For years, with his band the Coleman County Cowboys, he played dancehalls and rodeos all over the west. Steagall became a genuine singing cowboy with his own Texas ranch, and his keen interest in things western saw him become one of the top entertainers on the US rodeo circuit, playing some 250 dates a year for many years. In 1974, he was instrumental in Reba McEntire becoming a star, after hearing her sing the national anthem at the National Rodeo Finals. In the 80s, he cut down touring drastically but remained active in various ventures, including his publishing house. He also cut out most of his songwriting to concentrate on writing poetry about the west and breeding quarter-horses on his ranch.

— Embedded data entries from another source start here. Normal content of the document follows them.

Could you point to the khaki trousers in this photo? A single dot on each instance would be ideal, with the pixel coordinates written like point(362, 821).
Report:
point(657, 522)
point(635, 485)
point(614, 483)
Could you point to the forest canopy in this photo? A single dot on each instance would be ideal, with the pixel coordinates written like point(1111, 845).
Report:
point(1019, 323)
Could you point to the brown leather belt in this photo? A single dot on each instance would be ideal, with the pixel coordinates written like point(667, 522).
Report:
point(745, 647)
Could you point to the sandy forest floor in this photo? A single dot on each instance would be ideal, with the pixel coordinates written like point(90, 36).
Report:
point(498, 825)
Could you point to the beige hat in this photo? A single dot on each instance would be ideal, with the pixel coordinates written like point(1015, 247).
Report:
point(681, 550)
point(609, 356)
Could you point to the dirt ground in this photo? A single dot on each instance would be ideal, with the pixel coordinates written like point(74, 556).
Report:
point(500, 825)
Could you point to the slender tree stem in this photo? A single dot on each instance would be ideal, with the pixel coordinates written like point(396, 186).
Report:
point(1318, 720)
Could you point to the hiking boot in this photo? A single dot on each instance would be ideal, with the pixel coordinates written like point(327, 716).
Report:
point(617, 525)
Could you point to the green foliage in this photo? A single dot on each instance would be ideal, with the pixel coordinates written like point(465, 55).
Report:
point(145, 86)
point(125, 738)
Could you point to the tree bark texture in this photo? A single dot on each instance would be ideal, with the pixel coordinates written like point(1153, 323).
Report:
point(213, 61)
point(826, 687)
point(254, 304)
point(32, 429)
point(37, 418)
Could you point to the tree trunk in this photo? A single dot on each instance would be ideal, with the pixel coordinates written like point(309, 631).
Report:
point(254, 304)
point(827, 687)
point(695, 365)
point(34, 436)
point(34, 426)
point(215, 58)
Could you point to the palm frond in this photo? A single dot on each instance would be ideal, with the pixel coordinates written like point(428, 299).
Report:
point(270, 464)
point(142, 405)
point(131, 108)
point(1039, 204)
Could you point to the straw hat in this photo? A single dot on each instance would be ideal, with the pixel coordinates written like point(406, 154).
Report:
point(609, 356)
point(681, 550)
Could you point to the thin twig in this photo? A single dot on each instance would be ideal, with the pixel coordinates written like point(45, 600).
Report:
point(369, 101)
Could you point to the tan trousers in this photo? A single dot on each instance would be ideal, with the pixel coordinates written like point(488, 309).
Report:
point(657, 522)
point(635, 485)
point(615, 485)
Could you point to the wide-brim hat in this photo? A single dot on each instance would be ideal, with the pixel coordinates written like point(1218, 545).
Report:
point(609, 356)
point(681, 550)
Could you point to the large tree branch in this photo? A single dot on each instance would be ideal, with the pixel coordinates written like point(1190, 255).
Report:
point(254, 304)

In 1987, he made his debut as an actor in a children’s film calledBenji, The Hunted - a dog story with the animal perhaps getting the best lines. Somewhat surprisingly, his last chart entry was ‘Hard Hat Days And Honky Tonk Nights’ back in 1980. He has released an excellent series of albums on the Warner Western label in the 90s and beyond. In 1994 he launched his own Cowboy Corner radio show. A book of his interviews with famous guests from the programme was published in 2004.

In 2003 he was inducted into the Hall of Great Westerners at Oklahomas’ National Cowboy and Western Heritage Museum and a year later was inducted into the Texas Cowboy Hall of Fame.